Como sempre nessas histórias de boato é preciso dizer que as pessoas não vão acreditar, mas que é fato, aconteceu. Sempre tem alguém que presenciou mas que não pode falar com medo de represálias. Aliás, isso é uma característica do boato. Sempre há uma testemunha, mas ela não pode falar pelos motivos mais diversos.
Quem ouve a história geralmente acha absurda, a menos que já tenha desconfiança ou não tenha uma boa avaliação do alvo do boato. Mas se ela mais adiante ouve de outra fonte a mesma história passa a achar pelo menos verossímil.
E se um dia ou dois depois ela já ouviu essa história várias vezes e de diversas fontes, pois os 25 boateiros são especialistas e sabem muito bem difundir um boato, dificilmente não vai acreditar.
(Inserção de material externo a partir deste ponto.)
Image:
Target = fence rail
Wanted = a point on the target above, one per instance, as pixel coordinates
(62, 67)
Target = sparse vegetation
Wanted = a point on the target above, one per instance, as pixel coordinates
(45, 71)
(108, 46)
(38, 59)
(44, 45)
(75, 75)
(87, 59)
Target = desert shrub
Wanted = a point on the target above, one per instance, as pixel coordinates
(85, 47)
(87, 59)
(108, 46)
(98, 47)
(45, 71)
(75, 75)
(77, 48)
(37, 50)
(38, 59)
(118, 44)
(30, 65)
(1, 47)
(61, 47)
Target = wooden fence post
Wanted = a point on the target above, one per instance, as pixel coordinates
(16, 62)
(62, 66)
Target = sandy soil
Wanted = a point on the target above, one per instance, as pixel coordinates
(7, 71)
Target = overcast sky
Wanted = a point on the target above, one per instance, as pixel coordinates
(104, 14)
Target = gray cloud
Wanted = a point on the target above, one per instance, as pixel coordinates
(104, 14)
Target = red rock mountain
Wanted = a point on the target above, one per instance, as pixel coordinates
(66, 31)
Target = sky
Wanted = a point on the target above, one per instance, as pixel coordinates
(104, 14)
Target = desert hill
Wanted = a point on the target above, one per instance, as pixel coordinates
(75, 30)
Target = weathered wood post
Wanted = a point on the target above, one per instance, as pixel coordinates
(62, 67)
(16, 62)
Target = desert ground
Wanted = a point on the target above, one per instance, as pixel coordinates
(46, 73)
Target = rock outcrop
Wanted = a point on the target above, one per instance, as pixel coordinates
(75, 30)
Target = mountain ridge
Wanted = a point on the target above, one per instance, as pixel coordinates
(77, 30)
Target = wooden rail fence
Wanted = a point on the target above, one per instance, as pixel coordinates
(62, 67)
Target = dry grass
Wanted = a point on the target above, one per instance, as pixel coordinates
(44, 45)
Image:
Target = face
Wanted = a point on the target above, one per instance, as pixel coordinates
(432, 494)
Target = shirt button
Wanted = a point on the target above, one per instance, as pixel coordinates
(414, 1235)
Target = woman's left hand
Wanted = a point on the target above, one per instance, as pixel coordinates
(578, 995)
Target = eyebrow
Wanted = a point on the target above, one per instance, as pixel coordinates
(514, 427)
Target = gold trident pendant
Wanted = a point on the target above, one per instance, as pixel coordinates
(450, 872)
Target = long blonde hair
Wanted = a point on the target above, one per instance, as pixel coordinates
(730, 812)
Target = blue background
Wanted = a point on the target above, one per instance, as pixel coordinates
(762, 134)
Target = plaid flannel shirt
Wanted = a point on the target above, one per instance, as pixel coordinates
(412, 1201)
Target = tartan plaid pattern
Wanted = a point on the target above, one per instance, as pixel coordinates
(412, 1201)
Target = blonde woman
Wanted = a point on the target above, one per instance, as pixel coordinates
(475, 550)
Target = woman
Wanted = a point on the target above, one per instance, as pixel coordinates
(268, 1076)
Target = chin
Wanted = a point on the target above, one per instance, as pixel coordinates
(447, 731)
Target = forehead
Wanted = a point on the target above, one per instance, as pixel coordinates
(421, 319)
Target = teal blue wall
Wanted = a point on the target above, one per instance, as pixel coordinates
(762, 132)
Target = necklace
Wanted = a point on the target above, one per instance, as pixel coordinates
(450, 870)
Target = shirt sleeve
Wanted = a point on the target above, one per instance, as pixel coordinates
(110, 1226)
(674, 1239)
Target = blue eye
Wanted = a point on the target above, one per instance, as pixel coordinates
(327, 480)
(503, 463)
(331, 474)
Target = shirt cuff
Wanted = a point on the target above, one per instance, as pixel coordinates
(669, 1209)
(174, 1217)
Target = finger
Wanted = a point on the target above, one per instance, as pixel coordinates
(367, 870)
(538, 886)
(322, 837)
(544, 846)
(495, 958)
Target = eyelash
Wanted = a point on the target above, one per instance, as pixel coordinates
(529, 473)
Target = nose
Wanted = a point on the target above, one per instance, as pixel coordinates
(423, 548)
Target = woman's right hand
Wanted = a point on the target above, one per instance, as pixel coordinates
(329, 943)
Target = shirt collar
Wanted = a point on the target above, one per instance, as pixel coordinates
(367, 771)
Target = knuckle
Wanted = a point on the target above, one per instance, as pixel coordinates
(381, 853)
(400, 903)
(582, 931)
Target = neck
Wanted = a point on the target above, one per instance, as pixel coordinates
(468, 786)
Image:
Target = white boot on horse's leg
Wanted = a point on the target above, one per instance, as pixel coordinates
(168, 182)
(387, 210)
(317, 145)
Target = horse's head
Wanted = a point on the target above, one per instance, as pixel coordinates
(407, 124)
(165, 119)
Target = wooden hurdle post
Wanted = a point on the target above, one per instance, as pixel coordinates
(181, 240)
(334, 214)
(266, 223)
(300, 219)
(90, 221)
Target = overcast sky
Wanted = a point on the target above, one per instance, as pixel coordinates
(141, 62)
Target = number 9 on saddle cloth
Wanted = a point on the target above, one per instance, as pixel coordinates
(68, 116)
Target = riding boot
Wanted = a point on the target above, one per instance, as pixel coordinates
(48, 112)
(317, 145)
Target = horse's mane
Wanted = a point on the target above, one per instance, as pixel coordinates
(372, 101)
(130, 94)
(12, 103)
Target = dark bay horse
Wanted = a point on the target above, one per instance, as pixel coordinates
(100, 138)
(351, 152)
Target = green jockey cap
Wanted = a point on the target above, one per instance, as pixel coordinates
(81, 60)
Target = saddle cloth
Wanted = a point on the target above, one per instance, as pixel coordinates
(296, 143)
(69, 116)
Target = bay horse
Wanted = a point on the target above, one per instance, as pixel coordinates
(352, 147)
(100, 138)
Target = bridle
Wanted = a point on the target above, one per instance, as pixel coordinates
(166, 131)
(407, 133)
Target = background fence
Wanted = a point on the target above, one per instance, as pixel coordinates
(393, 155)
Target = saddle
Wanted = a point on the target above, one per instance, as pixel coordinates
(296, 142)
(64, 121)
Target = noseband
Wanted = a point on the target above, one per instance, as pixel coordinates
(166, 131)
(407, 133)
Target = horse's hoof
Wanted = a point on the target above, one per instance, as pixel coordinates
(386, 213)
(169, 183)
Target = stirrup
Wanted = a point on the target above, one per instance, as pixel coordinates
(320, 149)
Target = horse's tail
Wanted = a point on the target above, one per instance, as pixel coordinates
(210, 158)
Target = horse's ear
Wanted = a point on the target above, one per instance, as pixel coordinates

Um especialista no assunto, o ex-prefeito do Rio César Maia confessou em livro que utilizou algumas vezes o boatos contra seus adversários. Contou até um caso que envolveu Sérgio Cabral, aquele que veio a ser governador com as consequências que todos ficamos sabendo.
No livro "Política é Ciência", resultado de 18 horas de entrevistas com César Maia, ele narra como ajudou a derrubar um adversário (Sérgio Cabral) para eleger seu candidato a prefeito da cidade em 1996: mandou espalhar 150 pessoas por botequins. Entre um café e outro, a ordem era dizer a seguinte frase: “Soube que o Sérgio Cabral (na época do PSDB) vai renunciar”. Três dias depois, o boato voltava ao criador: “O Serginho vai renunciar”... Missão cumprida, e queda de Cabral nas pesquisas.
O boato é filho delinquente da fofoca. É a fofoca utilizada com intenção de causar mal a alguém. É um desvio da fofoca, que sempre foi uma tradição brasileira. Quem não ouviu falar da vizinha maledicente ou de uma tia que sempre tinha as piores notícias dos vizinhos? Os mais antigos diziam que eram fofoqueiras de língua viperina. Essas são as mães do boato.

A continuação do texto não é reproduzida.